To create this type of credential, X-Plat=true and UV=true is sent during credential creation.

This flow today is restricted to wired authenticators: we’re not sure how to do this yet for wireless (without requiring system pairing).
Token Exfiltration Protection
This use case is very similar to (c), but instead of registering a removable security key, this is about registering a security key that’s built into the platform, and it doesn’t need to identify the user. This is what Googlers are using on a daily basis to prove that long lived credentials (cookies, OAUTH tokens, etc) is still being sent from a “trusted” machine. To create this type of credential, X-Plat=false and UV=false is sent.

Summary
Improving UX
It is my belief that by far the most prominent use for FIDO2 will be around use case (a): built-in, gesture based re-authentication. As this should also, relatively easily, enable (b): passwordless bootstrap, I think that RPs will start moving here fairly soon too. Depending on how (a) was bootstrapped, (b) might provide a security benefit, but this is mostly about improving UX.

Improving security
In order to improve security, we need users to bootstrap their devices with an unphishable challenge. To register one of these credentials, an RP could either re-use a key they created in (a) if that session was bootstrapped unphishably, but RPs could also, independent of the re-auth key, create a specific keypair that’ll be used during bootstrapping, in conjunction with a username and password, on a roaming authenticator by setting X-Plat=true and UV=false. If such a call is made on Android, we should give the user the choice to use a built-in authenticator (Citadel+physical button on Pixel3), or a discrete authenticator.
If this call is made on a desktop device I think we can only reliably offer the user a discrete authenticator right now as we don’t plan (as far as I know) to make Android act as a “paired” BLE authenticator.

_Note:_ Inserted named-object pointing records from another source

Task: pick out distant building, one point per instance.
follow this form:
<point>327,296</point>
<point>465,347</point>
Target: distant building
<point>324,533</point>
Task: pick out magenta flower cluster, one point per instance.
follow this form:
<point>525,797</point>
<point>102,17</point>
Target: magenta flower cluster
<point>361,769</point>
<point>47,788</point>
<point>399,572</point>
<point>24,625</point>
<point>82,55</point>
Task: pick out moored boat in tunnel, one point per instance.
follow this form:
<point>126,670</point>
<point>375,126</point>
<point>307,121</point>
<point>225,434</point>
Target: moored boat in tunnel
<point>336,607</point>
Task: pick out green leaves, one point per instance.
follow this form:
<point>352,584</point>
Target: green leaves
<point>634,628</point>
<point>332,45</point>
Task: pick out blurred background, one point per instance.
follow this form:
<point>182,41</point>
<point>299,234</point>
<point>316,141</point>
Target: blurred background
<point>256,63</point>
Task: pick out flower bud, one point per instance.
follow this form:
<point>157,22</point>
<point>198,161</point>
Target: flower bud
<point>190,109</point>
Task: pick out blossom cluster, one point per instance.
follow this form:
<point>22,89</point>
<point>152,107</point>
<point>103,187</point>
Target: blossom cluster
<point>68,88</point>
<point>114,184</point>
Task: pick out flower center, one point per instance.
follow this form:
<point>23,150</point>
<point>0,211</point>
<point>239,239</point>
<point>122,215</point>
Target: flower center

@christiaanbrand Please review, if no longer needed we will close

see also pr #956

Just to be clear: I don't quite care whether this goes into the main spec, or into an accompanying "implementation considerations" (editorial) doc. I actually think the latter might be better, as it could evolve more rapidly.

see also the closed PR #1300
this is a nice-to-have and puntable to a later spec version -- doing this properly is not "hard", but will take effort. I envison something like revamping along the lines of pr#1300, but also citing https://github.com/fido-alliance/how-to-fido/blob/master/HowToFIDO.md for "the full details"

this is superseded by issue #1389 and (closed) PR #1300.